Perhaps New York doesn’t have as many fine Thai restaurants as we do here in Central Florida. Ot maybe it’s the same old story of out-of-state restaurants moving to Orlando and figuring they don’t have to try too hard to impress. I could be wrong, but consider this: The back page of the College Park menu has a four-step process on “How to enjoy phad Thai correctly”; I could find no such instructions in any of the dozens of online photos of the Brooklyn menu. Because, you know, New Yorkers are born with the necessary knowledge to eat any kind of food.
Actually, I wasn’t offended by the instructions on the Orlando menu. I’m sure some will find them helpful, and it’s always nice to have a refresher course or validation that you’re doing it right. Pad (phad) Thai is often one of my go-to dishes when reviewing a Thai restaurant. It’s such a ubiquitous dish that it can serve as a benchmark.
That said, I had decided on my way to the restaurant that I would order something else this time. But once I saw the amount of space dedicated to this putative National Dish of Thailand, I figured I had to have.
Curiously, despite the instructions, which admonish the diner to add such things as crushed chilies and peanuts and such, a condiment tray was not offered until I requested it. But as it turned out, the dish already had more than it needed. The plate of rice noodles was tossed with miniature logs of tofu and scrambled eggs and had an ample amount of peanuts on top, along with a handful of bean sprouts and a decorative flower. A squeeze of lime helped to offset the sauce, which was on the sweeter side. As pads Thai go, it was fine.

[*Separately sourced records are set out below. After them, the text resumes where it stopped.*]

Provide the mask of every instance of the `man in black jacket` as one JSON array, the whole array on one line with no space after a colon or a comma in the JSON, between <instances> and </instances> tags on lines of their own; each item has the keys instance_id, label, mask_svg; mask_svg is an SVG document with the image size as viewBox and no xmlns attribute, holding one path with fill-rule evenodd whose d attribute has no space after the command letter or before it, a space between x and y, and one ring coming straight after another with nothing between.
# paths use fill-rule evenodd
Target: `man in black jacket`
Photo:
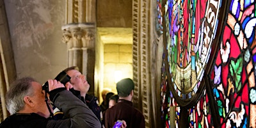
<instances>
[{"instance_id":1,"label":"man in black jacket","mask_svg":"<svg viewBox=\"0 0 256 128\"><path fill-rule=\"evenodd\" d=\"M111 128L118 120L126 122L128 128L145 128L145 118L142 113L133 107L132 102L134 83L129 78L122 79L116 83L119 96L118 102L104 113L104 126Z\"/></svg>"},{"instance_id":2,"label":"man in black jacket","mask_svg":"<svg viewBox=\"0 0 256 128\"><path fill-rule=\"evenodd\" d=\"M88 106L66 90L63 84L55 79L48 80L48 83L50 100L64 112L65 119L54 120L49 118L45 92L42 85L31 77L24 77L17 80L6 93L6 107L12 115L1 122L0 127L101 127ZM48 101L48 105L51 105Z\"/></svg>"},{"instance_id":3,"label":"man in black jacket","mask_svg":"<svg viewBox=\"0 0 256 128\"><path fill-rule=\"evenodd\" d=\"M82 74L77 67L70 67L64 70L71 78L70 83L66 84L67 88L70 91L83 102L87 104L99 120L102 118L102 113L99 106L98 99L96 97L88 94L90 84L84 75Z\"/></svg>"}]
</instances>

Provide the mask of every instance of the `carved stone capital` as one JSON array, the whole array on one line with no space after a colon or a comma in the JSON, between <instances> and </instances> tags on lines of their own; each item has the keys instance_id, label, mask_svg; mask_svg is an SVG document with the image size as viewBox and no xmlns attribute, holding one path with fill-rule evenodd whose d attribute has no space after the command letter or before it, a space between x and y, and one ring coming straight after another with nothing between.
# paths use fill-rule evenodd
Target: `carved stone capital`
<instances>
[{"instance_id":1,"label":"carved stone capital","mask_svg":"<svg viewBox=\"0 0 256 128\"><path fill-rule=\"evenodd\" d=\"M94 24L70 24L62 26L62 41L67 44L68 49L94 48L95 27Z\"/></svg>"}]
</instances>

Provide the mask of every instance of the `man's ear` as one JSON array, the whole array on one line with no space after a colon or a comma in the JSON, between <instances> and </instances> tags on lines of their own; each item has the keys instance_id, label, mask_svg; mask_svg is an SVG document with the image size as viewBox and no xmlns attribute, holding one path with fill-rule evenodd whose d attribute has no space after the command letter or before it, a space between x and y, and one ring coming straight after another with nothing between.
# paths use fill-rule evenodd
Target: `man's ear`
<instances>
[{"instance_id":1,"label":"man's ear","mask_svg":"<svg viewBox=\"0 0 256 128\"><path fill-rule=\"evenodd\" d=\"M23 100L24 100L25 104L28 104L30 107L34 107L35 106L35 104L33 102L33 100L32 100L32 99L31 99L31 97L29 96L24 97Z\"/></svg>"},{"instance_id":2,"label":"man's ear","mask_svg":"<svg viewBox=\"0 0 256 128\"><path fill-rule=\"evenodd\" d=\"M131 96L133 96L133 90L132 90L132 91L131 91L130 95L131 95Z\"/></svg>"}]
</instances>

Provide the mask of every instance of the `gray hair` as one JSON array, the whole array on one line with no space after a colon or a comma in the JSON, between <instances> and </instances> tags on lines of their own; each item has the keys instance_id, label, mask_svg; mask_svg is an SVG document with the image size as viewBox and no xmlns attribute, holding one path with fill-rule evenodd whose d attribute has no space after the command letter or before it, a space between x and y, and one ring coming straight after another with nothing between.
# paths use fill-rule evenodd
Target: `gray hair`
<instances>
[{"instance_id":1,"label":"gray hair","mask_svg":"<svg viewBox=\"0 0 256 128\"><path fill-rule=\"evenodd\" d=\"M33 95L32 82L36 82L35 79L26 77L14 81L6 95L6 108L11 115L22 110L25 107L24 97Z\"/></svg>"}]
</instances>

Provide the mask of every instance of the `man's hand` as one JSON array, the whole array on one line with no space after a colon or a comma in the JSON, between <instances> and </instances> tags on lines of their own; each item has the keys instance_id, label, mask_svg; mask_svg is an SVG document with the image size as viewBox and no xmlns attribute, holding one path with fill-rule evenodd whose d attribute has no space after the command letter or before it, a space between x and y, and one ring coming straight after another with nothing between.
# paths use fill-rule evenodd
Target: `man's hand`
<instances>
[{"instance_id":1,"label":"man's hand","mask_svg":"<svg viewBox=\"0 0 256 128\"><path fill-rule=\"evenodd\" d=\"M124 120L122 120L123 122L123 124L122 124L121 127L122 128L125 128L127 125L126 125L126 122Z\"/></svg>"},{"instance_id":2,"label":"man's hand","mask_svg":"<svg viewBox=\"0 0 256 128\"><path fill-rule=\"evenodd\" d=\"M66 84L65 85L65 86L66 87L67 90L69 91L69 89L72 88L73 88L73 85L70 84L70 82L67 82L66 83Z\"/></svg>"},{"instance_id":3,"label":"man's hand","mask_svg":"<svg viewBox=\"0 0 256 128\"><path fill-rule=\"evenodd\" d=\"M56 88L65 87L61 83L57 81L56 79L48 79L48 84L49 92Z\"/></svg>"}]
</instances>

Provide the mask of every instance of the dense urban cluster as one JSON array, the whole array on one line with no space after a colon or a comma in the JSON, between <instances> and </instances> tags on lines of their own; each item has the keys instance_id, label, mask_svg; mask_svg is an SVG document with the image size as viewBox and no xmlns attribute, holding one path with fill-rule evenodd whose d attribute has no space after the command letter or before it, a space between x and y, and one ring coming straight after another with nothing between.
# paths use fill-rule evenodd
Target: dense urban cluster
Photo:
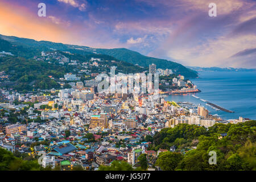
<instances>
[{"instance_id":1,"label":"dense urban cluster","mask_svg":"<svg viewBox=\"0 0 256 182\"><path fill-rule=\"evenodd\" d=\"M60 64L69 63L68 58L57 53L42 54L43 59L55 56ZM101 61L93 57L90 60L96 67ZM176 86L176 92L196 89L189 80L176 76L171 70L156 69L152 64L149 73L160 74L160 84ZM5 75L5 72L1 74ZM196 149L196 145L185 147L176 140L157 144L154 139L163 130L188 125L195 126L192 129L203 134L202 131L218 123L246 121L242 118L223 121L209 114L202 106L166 101L165 94L168 92L162 90L157 97L141 93L99 93L100 76L91 75L93 78L81 81L76 75L66 74L62 79L71 82L67 82L69 86L65 89L64 84L60 89L38 89L27 93L2 89L1 147L15 156L34 161L32 164L38 165L38 169L39 163L41 168L58 170L105 170L118 165L131 170L170 169L161 167L161 152L183 154ZM117 81L118 78L114 78ZM179 154L175 155L181 159Z\"/></svg>"}]
</instances>

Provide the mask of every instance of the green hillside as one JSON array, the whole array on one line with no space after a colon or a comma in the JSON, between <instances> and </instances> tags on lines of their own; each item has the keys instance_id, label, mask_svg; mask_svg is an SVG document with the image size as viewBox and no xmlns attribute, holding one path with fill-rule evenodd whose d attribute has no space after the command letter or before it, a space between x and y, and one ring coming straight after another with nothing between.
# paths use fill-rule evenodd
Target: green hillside
<instances>
[{"instance_id":1,"label":"green hillside","mask_svg":"<svg viewBox=\"0 0 256 182\"><path fill-rule=\"evenodd\" d=\"M150 64L155 64L157 68L171 69L176 75L180 74L185 77L196 77L197 76L196 72L187 68L180 64L164 59L145 56L137 52L126 48L97 49L97 52L110 55L134 64L138 64L144 68L148 67Z\"/></svg>"},{"instance_id":2,"label":"green hillside","mask_svg":"<svg viewBox=\"0 0 256 182\"><path fill-rule=\"evenodd\" d=\"M34 49L48 51L55 49L61 51L69 51L71 53L86 56L97 53L106 55L115 59L139 65L147 69L151 64L156 65L157 68L171 69L176 75L182 75L187 78L197 76L196 71L185 67L180 64L164 59L143 56L139 53L126 48L97 49L86 46L64 44L48 41L36 41L32 39L19 38L15 36L7 36L0 35L0 39L6 40L17 46L22 46L23 49L32 48ZM0 51L1 50L0 47Z\"/></svg>"}]
</instances>

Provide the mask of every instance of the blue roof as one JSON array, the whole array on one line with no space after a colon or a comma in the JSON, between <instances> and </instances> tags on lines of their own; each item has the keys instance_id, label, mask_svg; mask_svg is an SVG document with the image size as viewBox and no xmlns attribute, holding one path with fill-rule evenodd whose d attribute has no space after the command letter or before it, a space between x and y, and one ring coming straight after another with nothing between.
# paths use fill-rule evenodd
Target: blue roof
<instances>
[{"instance_id":1,"label":"blue roof","mask_svg":"<svg viewBox=\"0 0 256 182\"><path fill-rule=\"evenodd\" d=\"M61 141L61 142L58 142L58 143L57 143L57 144L65 144L65 143L69 143L70 142L69 141L69 140L63 140L63 141Z\"/></svg>"},{"instance_id":2,"label":"blue roof","mask_svg":"<svg viewBox=\"0 0 256 182\"><path fill-rule=\"evenodd\" d=\"M56 147L53 150L61 154L61 155L67 154L77 150L77 148L71 143L67 143L59 147Z\"/></svg>"}]
</instances>

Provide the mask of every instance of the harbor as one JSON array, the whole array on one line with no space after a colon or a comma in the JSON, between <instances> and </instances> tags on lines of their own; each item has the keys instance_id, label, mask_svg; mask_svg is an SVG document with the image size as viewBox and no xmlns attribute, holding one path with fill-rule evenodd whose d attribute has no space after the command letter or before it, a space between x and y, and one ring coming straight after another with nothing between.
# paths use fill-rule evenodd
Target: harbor
<instances>
[{"instance_id":1,"label":"harbor","mask_svg":"<svg viewBox=\"0 0 256 182\"><path fill-rule=\"evenodd\" d=\"M209 106L211 108L212 108L213 109L215 109L217 111L221 110L222 111L225 111L225 112L227 112L227 113L234 113L234 111L233 111L226 109L221 107L221 106L218 106L218 105L217 105L216 104L214 104L213 103L210 103L210 102L209 102L208 101L206 101L205 100L201 99L201 98L200 98L195 96L194 94L192 94L192 97L195 97L196 98L199 99L200 101L201 101L203 102L207 102L207 104L206 104L207 106Z\"/></svg>"}]
</instances>

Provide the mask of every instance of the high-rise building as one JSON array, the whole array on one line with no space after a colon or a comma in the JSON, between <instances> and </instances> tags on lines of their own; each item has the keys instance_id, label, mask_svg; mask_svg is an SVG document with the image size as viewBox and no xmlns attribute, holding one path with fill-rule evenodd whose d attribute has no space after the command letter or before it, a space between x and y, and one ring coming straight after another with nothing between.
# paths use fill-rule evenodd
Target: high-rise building
<instances>
[{"instance_id":1,"label":"high-rise building","mask_svg":"<svg viewBox=\"0 0 256 182\"><path fill-rule=\"evenodd\" d=\"M100 115L92 115L90 117L90 128L94 129L100 127L102 129L108 127L108 116L106 113Z\"/></svg>"},{"instance_id":2,"label":"high-rise building","mask_svg":"<svg viewBox=\"0 0 256 182\"><path fill-rule=\"evenodd\" d=\"M129 129L134 129L137 126L138 121L135 117L127 118L125 121L125 126Z\"/></svg>"},{"instance_id":3,"label":"high-rise building","mask_svg":"<svg viewBox=\"0 0 256 182\"><path fill-rule=\"evenodd\" d=\"M5 128L6 134L10 135L11 134L19 133L27 130L25 125L11 125L7 126Z\"/></svg>"},{"instance_id":4,"label":"high-rise building","mask_svg":"<svg viewBox=\"0 0 256 182\"><path fill-rule=\"evenodd\" d=\"M204 107L197 107L197 114L203 117L204 118L208 118L209 117L208 110Z\"/></svg>"},{"instance_id":5,"label":"high-rise building","mask_svg":"<svg viewBox=\"0 0 256 182\"><path fill-rule=\"evenodd\" d=\"M156 71L156 66L154 64L150 64L149 65L149 73L154 74Z\"/></svg>"},{"instance_id":6,"label":"high-rise building","mask_svg":"<svg viewBox=\"0 0 256 182\"><path fill-rule=\"evenodd\" d=\"M116 105L104 105L101 106L101 110L104 112L109 114L117 115L117 106Z\"/></svg>"}]
</instances>

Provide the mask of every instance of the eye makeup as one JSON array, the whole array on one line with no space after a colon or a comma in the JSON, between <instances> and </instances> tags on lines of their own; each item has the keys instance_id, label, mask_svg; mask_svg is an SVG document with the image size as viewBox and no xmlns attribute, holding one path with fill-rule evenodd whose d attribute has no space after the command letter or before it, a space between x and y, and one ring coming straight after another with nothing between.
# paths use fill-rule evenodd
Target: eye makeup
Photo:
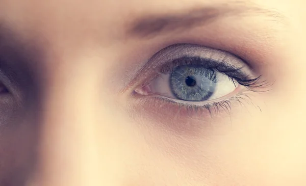
<instances>
[{"instance_id":1,"label":"eye makeup","mask_svg":"<svg viewBox=\"0 0 306 186\"><path fill-rule=\"evenodd\" d=\"M152 91L154 89L152 88L151 85L155 79L165 74L171 74L177 68L184 66L211 69L216 73L221 73L228 77L236 89L220 97L201 101L195 101L196 100L190 101L187 99L182 100L177 96L167 97ZM187 82L190 77L186 77L186 82ZM167 78L165 79L165 84L169 84L170 81L167 80ZM184 78L182 79L181 82L184 83ZM246 101L249 99L246 94L247 92L267 91L269 85L259 73L253 70L250 64L240 58L225 51L188 44L175 44L160 50L142 67L134 81L138 81L138 83L134 87L132 95L137 99L142 96L143 97L141 99L146 99L145 97L149 99L149 99L154 99L155 102L159 100L162 101L164 105L165 102L168 102L170 105L180 108L180 110L187 109L188 113L191 110L203 111L203 109L209 113L220 111L220 109L228 111L232 101L241 103ZM216 83L218 84L218 81ZM221 86L219 90L222 90L223 88ZM171 90L171 88L168 89Z\"/></svg>"}]
</instances>

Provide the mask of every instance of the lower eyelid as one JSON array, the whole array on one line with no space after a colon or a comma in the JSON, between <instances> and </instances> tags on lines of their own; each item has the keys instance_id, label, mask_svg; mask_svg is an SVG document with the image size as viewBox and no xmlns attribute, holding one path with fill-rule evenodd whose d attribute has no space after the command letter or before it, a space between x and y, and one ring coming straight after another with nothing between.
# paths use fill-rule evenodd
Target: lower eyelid
<instances>
[{"instance_id":1,"label":"lower eyelid","mask_svg":"<svg viewBox=\"0 0 306 186\"><path fill-rule=\"evenodd\" d=\"M182 131L185 127L191 130L189 125L192 125L196 132L199 127L209 125L211 122L224 123L224 118L240 114L240 112L251 107L260 111L251 99L254 94L258 93L242 89L231 97L198 105L173 101L161 96L136 94L130 108L133 110L131 113L137 113L137 115L143 117L143 119L161 125L163 128L169 127Z\"/></svg>"}]
</instances>

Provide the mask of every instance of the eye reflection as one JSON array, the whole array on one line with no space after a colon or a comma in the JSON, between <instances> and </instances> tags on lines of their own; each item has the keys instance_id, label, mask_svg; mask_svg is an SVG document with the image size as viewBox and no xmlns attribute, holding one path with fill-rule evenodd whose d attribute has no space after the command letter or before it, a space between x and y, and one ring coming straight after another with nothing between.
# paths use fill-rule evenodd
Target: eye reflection
<instances>
[{"instance_id":1,"label":"eye reflection","mask_svg":"<svg viewBox=\"0 0 306 186\"><path fill-rule=\"evenodd\" d=\"M186 101L202 101L213 94L217 77L215 72L199 65L176 67L170 76L171 91L176 97Z\"/></svg>"}]
</instances>

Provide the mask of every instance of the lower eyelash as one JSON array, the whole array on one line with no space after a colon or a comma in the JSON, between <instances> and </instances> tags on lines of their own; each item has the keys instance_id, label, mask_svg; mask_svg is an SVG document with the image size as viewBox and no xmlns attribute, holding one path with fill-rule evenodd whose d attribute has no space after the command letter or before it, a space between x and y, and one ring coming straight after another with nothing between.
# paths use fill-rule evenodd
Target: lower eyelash
<instances>
[{"instance_id":1,"label":"lower eyelash","mask_svg":"<svg viewBox=\"0 0 306 186\"><path fill-rule=\"evenodd\" d=\"M203 113L204 111L208 111L212 117L215 114L218 114L222 112L225 112L226 114L230 114L232 109L232 104L233 102L237 102L239 104L246 108L246 107L245 104L245 103L252 105L257 109L259 109L259 111L261 112L260 108L253 103L251 98L247 94L248 91L244 91L243 92L239 93L237 95L225 100L198 104L195 104L194 103L192 104L188 103L188 102L184 102L177 101L173 99L163 96L154 96L158 98L163 101L176 104L180 110L184 109L186 110L188 113L190 113L190 114L194 114L195 113L199 112Z\"/></svg>"}]
</instances>

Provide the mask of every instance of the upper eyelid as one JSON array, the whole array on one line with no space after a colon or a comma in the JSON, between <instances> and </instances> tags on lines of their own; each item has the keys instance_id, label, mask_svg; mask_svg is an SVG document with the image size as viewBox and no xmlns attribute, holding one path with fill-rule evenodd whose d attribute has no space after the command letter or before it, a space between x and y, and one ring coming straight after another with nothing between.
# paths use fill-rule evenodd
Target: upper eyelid
<instances>
[{"instance_id":1,"label":"upper eyelid","mask_svg":"<svg viewBox=\"0 0 306 186\"><path fill-rule=\"evenodd\" d=\"M206 52L205 51L207 51ZM227 62L231 66L240 67L242 64L245 64L250 69L252 69L249 64L241 58L234 54L222 50L214 49L210 47L205 47L202 45L192 44L180 43L175 44L166 47L160 50L153 55L141 69L138 71L135 77L129 83L127 88L123 89L121 92L124 92L129 89L129 87L133 86L136 83L139 83L140 79L146 79L148 78L148 75L152 73L152 70L155 72L160 73L158 70L159 67L162 66L167 63L170 63L180 57L186 56L189 54L190 56L199 56L203 58L211 59L212 52L208 51L214 51L214 54L218 52L218 57L213 57L214 60Z\"/></svg>"}]
</instances>

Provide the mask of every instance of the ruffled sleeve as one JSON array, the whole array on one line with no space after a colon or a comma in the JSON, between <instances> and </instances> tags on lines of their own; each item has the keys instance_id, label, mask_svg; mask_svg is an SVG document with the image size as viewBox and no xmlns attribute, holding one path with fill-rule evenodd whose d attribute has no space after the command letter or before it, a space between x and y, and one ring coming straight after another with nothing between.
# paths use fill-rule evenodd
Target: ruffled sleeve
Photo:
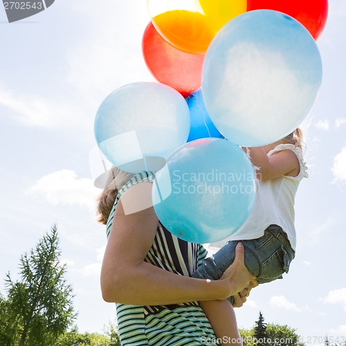
<instances>
[{"instance_id":1,"label":"ruffled sleeve","mask_svg":"<svg viewBox=\"0 0 346 346\"><path fill-rule=\"evenodd\" d=\"M309 174L307 172L307 163L304 161L302 149L300 147L295 147L293 144L279 144L268 153L268 156L270 156L271 155L273 155L273 154L279 152L282 152L282 150L291 150L292 152L293 152L297 156L300 168L299 170L299 174L296 176L285 176L289 179L293 180L302 180L303 178L307 178L309 176Z\"/></svg>"}]
</instances>

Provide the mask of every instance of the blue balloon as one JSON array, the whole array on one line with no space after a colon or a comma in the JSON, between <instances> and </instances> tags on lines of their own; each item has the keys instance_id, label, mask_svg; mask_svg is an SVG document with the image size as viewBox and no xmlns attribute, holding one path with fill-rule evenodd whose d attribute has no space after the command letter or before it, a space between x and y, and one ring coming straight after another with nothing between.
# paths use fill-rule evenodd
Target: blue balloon
<instances>
[{"instance_id":1,"label":"blue balloon","mask_svg":"<svg viewBox=\"0 0 346 346\"><path fill-rule=\"evenodd\" d=\"M186 102L190 109L191 123L188 142L208 137L224 138L212 123L206 109L201 89L190 94Z\"/></svg>"},{"instance_id":2,"label":"blue balloon","mask_svg":"<svg viewBox=\"0 0 346 346\"><path fill-rule=\"evenodd\" d=\"M177 149L156 173L154 208L178 237L210 243L236 232L255 195L254 167L245 152L225 139L202 138Z\"/></svg>"},{"instance_id":3,"label":"blue balloon","mask_svg":"<svg viewBox=\"0 0 346 346\"><path fill-rule=\"evenodd\" d=\"M315 40L298 21L260 10L234 18L208 47L206 107L219 131L242 146L274 143L306 118L322 82Z\"/></svg>"},{"instance_id":4,"label":"blue balloon","mask_svg":"<svg viewBox=\"0 0 346 346\"><path fill-rule=\"evenodd\" d=\"M131 173L156 171L173 150L186 143L189 109L170 86L132 83L104 99L94 129L100 149L114 165Z\"/></svg>"}]
</instances>

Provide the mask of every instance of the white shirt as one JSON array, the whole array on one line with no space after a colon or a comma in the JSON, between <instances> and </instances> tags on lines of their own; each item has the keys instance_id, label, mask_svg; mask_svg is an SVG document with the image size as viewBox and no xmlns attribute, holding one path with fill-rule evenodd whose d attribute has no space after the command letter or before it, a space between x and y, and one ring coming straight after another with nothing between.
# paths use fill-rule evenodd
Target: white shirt
<instances>
[{"instance_id":1,"label":"white shirt","mask_svg":"<svg viewBox=\"0 0 346 346\"><path fill-rule=\"evenodd\" d=\"M307 177L307 167L304 162L302 149L292 144L280 144L268 154L268 156L282 150L292 150L297 156L300 172L296 176L283 176L266 181L257 181L257 189L253 208L245 223L229 237L210 244L221 247L228 240L256 239L264 234L270 225L280 226L287 234L291 246L295 250L294 226L294 200L299 183Z\"/></svg>"}]
</instances>

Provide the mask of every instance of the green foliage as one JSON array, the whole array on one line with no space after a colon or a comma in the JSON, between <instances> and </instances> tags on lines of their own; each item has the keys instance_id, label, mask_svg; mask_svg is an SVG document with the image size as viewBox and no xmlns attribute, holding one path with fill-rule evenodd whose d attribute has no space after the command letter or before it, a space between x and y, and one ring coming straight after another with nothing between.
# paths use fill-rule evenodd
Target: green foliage
<instances>
[{"instance_id":1,"label":"green foliage","mask_svg":"<svg viewBox=\"0 0 346 346\"><path fill-rule=\"evenodd\" d=\"M55 344L56 346L121 346L116 328L109 325L107 335L97 333L78 333L75 327L71 331L66 331Z\"/></svg>"},{"instance_id":2,"label":"green foliage","mask_svg":"<svg viewBox=\"0 0 346 346\"><path fill-rule=\"evenodd\" d=\"M0 300L0 345L48 346L71 326L73 291L60 263L55 226L29 254L20 258L19 281L6 275L8 298Z\"/></svg>"}]
</instances>

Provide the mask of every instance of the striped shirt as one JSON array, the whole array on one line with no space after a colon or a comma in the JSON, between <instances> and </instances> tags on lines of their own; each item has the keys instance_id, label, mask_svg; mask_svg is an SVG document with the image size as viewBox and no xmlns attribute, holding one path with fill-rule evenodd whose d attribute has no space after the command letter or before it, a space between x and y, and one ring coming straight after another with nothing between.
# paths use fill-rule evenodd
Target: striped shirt
<instances>
[{"instance_id":1,"label":"striped shirt","mask_svg":"<svg viewBox=\"0 0 346 346\"><path fill-rule=\"evenodd\" d=\"M108 219L107 237L120 196L131 186L153 179L153 173L142 172L119 190ZM177 238L160 224L145 261L176 275L191 276L206 253L202 245ZM206 340L210 345L218 345L212 343L216 343L214 331L197 302L165 306L117 304L116 313L123 346L197 346Z\"/></svg>"}]
</instances>

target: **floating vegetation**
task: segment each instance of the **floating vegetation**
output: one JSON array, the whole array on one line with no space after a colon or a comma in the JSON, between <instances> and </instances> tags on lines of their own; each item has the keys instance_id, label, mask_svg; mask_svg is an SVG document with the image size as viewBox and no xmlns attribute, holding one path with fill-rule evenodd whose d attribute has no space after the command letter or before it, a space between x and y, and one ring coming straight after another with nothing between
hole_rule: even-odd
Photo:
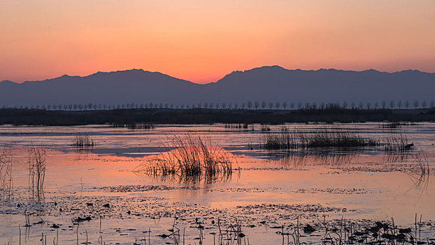
<instances>
[{"instance_id":1,"label":"floating vegetation","mask_svg":"<svg viewBox=\"0 0 435 245\"><path fill-rule=\"evenodd\" d=\"M0 152L0 199L10 200L12 197L12 153L4 148Z\"/></svg>"},{"instance_id":2,"label":"floating vegetation","mask_svg":"<svg viewBox=\"0 0 435 245\"><path fill-rule=\"evenodd\" d=\"M408 137L403 134L392 134L383 139L384 150L387 152L404 152L414 148L413 143L408 142Z\"/></svg>"},{"instance_id":3,"label":"floating vegetation","mask_svg":"<svg viewBox=\"0 0 435 245\"><path fill-rule=\"evenodd\" d=\"M382 124L380 125L380 127L384 128L384 129L395 129L395 128L401 127L401 126L407 126L407 125L417 125L417 124L414 122L391 122L388 123Z\"/></svg>"},{"instance_id":4,"label":"floating vegetation","mask_svg":"<svg viewBox=\"0 0 435 245\"><path fill-rule=\"evenodd\" d=\"M89 135L76 135L73 141L73 146L76 147L94 147L94 139Z\"/></svg>"},{"instance_id":5,"label":"floating vegetation","mask_svg":"<svg viewBox=\"0 0 435 245\"><path fill-rule=\"evenodd\" d=\"M44 197L44 181L45 179L45 149L32 146L29 153L29 192L32 197L39 200Z\"/></svg>"},{"instance_id":6,"label":"floating vegetation","mask_svg":"<svg viewBox=\"0 0 435 245\"><path fill-rule=\"evenodd\" d=\"M231 159L227 151L213 146L210 139L198 135L174 136L167 150L150 158L133 171L157 176L175 176L186 181L205 178L207 182L227 178L232 174Z\"/></svg>"},{"instance_id":7,"label":"floating vegetation","mask_svg":"<svg viewBox=\"0 0 435 245\"><path fill-rule=\"evenodd\" d=\"M131 122L131 123L113 123L113 127L127 127L129 130L152 130L155 128L155 125L145 122Z\"/></svg>"},{"instance_id":8,"label":"floating vegetation","mask_svg":"<svg viewBox=\"0 0 435 245\"><path fill-rule=\"evenodd\" d=\"M262 146L267 150L341 148L357 149L364 147L383 147L387 152L405 152L413 149L404 134L392 133L382 139L364 137L350 130L325 127L317 132L290 131L286 127L278 132L263 134Z\"/></svg>"}]
</instances>

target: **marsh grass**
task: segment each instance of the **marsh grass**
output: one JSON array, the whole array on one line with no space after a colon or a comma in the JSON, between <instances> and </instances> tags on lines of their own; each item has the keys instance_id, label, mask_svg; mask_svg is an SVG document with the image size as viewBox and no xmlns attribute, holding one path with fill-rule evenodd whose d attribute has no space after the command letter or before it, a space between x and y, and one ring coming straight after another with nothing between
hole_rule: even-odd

Much better was the dish my companion requested, the Phad Krapow, which should be pronounced carefully when ordering. It featured big hunks of red and green bell pepper stir fried with basil and onions and seasoned with a bit of chili powder. (It was ordered medium hot and had a nice little spiciness without being predominant.) It was accompanied by a fried egg on the side whose yolk had unfortunately set, but it still made a nice presentation and was delicious when served over the accompanying jasmine rice.
We had started with the combo appetizer platter, which included crab Rangoon, chicken satay, chicken dumplings and shrimp rolls, all accompanied by various sauces. The dumplings were best, nice and firm purses with the ground chicken tucked inside. Crab Rangoon was creamier than it was crabby and the shrimp were rolled into impossibly thin cigarellos with their tails sticking out.
Attentiveness is not a forte here, and some staffers were positively lackadaisical. (A few of us waited at the host stand while a young man took a very slow phone order, finishing up by confirming that the caller knew it was the Orlando restaurant that was called and not the one in Brooklyn.)
Thai Farm moved into the space that had been RusTeak. There is an enclosed, windowed room at the front that looks like it’s meant to be a private dining room (a half-lowered screen cries pharmaceutical luncheons), but it’s unkempt and seemed to be used for a staff break room. Speaking of staff, a two-percent “kitchen staff appreciation fee” is added to each bill. We’ll save the argument about paying restaurant workers a decent wage for another time, but for now I’ll just say that I find it odd that this fee is added pretax.
Jess Calvo, who owns the restaurants with his wife, Elizabeth, who is also the chef, was present in the dining room and stopped by tables to greet guests. At least he stopped by mine.
But let me mention something else I saw when researching the Brooklyn restaurant. The Calvos posted on Thai Farm’s Twitter page in March 2020 that it would offer free lunches to the elderly and handicapped who were being affected in those early days of Covid shutdowns, “free delivery, no tips needed.” That’s a generous thing to do. Just the sort of neighbors you’d like to have move in. So let me just say, welcome to Orlando, Thai Farm Kitchen.